We spent almost 4 hours at Refugio Paz de las Aves, some of it in the company of Angel Paz and his family and the rest at feeders or with our guide. We were able to see 64 species including good looks of three of the Antpittas as well as a number of other very appealing species plus yet again many hummingbirds and tanagers – 11 species of each. First the Antpittas. There are five possibilities. Rarely does anyone get all five but three is common and four not unusual. We were in the common category seeing Chestnut Crowned, Yellow Breasted and Ochre Breasted Antpittas. There was great disappointment by Angel that the Giant Antpitta was not cooperating this morning. We were happy nonetheless.
There is also a lovely restaurant and a place to stay overnight at the Refugio as well as optional guided tours for anyone considering a trip on their own.
We walked the road in the refuge and visited the feeders.
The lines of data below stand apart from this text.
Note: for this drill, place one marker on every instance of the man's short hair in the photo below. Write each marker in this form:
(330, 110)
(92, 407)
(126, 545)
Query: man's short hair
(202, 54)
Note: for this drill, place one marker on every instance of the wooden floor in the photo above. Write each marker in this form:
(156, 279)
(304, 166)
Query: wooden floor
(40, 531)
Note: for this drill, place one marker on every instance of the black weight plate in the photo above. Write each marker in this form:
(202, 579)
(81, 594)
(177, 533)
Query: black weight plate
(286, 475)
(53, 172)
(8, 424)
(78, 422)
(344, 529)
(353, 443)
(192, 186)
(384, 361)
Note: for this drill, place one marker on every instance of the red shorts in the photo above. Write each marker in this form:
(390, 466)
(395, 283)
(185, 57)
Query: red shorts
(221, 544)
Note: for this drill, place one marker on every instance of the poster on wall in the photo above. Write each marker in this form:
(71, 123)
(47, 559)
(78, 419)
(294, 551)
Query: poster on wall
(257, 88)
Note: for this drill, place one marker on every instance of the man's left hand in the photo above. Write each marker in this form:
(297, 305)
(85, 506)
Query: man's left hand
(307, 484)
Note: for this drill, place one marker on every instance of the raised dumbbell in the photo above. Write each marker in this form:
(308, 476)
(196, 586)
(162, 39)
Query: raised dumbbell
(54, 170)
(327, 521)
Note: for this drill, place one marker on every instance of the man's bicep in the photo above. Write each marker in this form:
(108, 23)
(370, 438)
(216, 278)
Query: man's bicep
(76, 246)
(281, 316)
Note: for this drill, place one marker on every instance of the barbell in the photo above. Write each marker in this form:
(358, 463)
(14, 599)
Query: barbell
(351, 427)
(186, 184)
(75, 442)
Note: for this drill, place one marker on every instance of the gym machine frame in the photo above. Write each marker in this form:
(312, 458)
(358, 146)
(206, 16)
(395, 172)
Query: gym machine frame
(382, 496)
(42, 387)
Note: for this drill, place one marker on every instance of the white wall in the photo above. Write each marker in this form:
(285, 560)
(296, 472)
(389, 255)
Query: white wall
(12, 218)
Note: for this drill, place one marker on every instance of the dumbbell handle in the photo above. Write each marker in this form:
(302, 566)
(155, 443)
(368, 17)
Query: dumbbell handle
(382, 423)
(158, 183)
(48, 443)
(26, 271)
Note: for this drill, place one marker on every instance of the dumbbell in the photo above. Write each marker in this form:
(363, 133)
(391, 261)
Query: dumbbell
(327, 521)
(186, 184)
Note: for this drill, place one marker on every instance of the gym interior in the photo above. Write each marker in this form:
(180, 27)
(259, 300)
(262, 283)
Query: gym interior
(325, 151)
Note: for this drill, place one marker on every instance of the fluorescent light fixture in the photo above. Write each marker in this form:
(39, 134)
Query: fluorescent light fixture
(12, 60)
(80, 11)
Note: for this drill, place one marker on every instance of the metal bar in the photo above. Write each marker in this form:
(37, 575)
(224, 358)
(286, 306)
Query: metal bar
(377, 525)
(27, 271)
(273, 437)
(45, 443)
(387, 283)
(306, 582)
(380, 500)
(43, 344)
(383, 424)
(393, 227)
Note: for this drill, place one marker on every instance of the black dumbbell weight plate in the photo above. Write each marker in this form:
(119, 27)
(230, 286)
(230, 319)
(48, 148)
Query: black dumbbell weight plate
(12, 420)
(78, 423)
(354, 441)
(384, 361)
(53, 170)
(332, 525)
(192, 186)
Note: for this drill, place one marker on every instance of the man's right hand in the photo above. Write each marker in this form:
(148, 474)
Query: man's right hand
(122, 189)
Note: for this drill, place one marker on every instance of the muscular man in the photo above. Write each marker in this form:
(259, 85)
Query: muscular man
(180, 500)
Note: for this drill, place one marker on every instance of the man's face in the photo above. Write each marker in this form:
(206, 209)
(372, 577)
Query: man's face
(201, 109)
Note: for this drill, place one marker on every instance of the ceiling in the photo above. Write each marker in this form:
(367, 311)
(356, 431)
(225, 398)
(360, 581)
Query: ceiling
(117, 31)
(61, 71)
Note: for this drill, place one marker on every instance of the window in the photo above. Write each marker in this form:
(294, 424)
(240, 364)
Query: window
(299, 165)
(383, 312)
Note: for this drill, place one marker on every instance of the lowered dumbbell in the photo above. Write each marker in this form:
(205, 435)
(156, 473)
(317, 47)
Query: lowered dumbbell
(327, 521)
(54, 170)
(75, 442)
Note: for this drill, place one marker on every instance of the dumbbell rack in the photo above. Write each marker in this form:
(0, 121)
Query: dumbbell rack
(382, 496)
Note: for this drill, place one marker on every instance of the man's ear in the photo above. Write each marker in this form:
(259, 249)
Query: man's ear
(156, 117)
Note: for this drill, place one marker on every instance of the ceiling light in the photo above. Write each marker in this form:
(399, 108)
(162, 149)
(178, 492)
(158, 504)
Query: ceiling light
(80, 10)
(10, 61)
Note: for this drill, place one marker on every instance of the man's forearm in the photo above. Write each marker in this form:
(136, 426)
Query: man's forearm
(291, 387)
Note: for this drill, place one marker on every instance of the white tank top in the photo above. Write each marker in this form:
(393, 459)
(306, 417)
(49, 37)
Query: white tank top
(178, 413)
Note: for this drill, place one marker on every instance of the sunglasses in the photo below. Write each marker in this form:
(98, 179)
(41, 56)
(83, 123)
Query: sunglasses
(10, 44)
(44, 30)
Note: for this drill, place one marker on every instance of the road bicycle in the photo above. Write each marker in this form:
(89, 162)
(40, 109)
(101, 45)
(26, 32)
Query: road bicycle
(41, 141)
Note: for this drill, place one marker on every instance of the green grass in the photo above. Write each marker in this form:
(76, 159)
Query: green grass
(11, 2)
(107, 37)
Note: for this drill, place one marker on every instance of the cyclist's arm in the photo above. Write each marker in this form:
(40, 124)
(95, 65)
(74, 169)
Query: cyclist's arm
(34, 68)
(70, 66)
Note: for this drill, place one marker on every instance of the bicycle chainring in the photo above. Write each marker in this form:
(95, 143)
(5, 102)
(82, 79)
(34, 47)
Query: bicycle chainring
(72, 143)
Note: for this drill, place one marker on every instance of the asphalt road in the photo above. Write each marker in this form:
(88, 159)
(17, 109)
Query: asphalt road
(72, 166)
Here are some of the great birds we saw saving a couple for special comment and not including photos of birds either included in earlier blogs or perhaps seen later in the trip and better included in those blog posts.
Two species that are featured at the refuge deserve their own group of photos. The Toucan Barbet and Plate Billed Mountain Toucan are just incredible examples of colorful species that are so appealing. We had great looks at both with many close in photo opportunities, We would see them elsewhere later, but the first impressions made here were memorable and remain some of our favorites for the trip.
While at the refuge we had our first look of one of my favorite birds, a Swallow Tailed Kite. In the Everglades in 2017 two of these gorgeous raptors flew within feet of me for several moments allowing me to get probably my favorite photo ever. This Kite was quite distant but still magnificent with its eponymous swallow tail. We would see many more later in our trip.
Although I included a picture of the Crimson Rumped Toucanet previously, I have to include another one here – a fun close up photo of a very cool species.
Eighteen of the 65 species we had at Refugio Paz were Lifers for me and half of the 64 were new for Ecuador. That is only one of the reasons that this place was among our favorites and this morning was perhaps our best. Now we would bird our way back to Sachatamia Lodge and would bird there as well. With apologies I did not track which of the 27 species we saw that afternoon were seen where so they are covered as a group over the entire area/afternoon. Basically most of the birding was along Milpe Road and then back to Sachatamia.
No matter where we were in this part of Ecuador there were many hummingbirds and tanagers and this afternoon there were again 11 of the former and a dozen of the latter. Most of the birds seen in the afternoon had already been seen elsewhere earlier. Only five new species were added: Guayaquil Woodpecker, Cinnamon and One Colored Becards, Slaty Spinetail and Wedge Billed Woodcreeper. Even though we had seen many of the species earlier, it still made for a total count for the day of 81 species.
Back to the lodge for another good dinner and working on lists and photos. We later learned that our guide, Jorge Luna and his family had encouraged Angel Paz to establish his refuge and Jorge’s family has land not too far away – maybe another refuge will follow. At the end of the day, our Ecuador list stood at 191 species and I had added 86 species to my World Life list.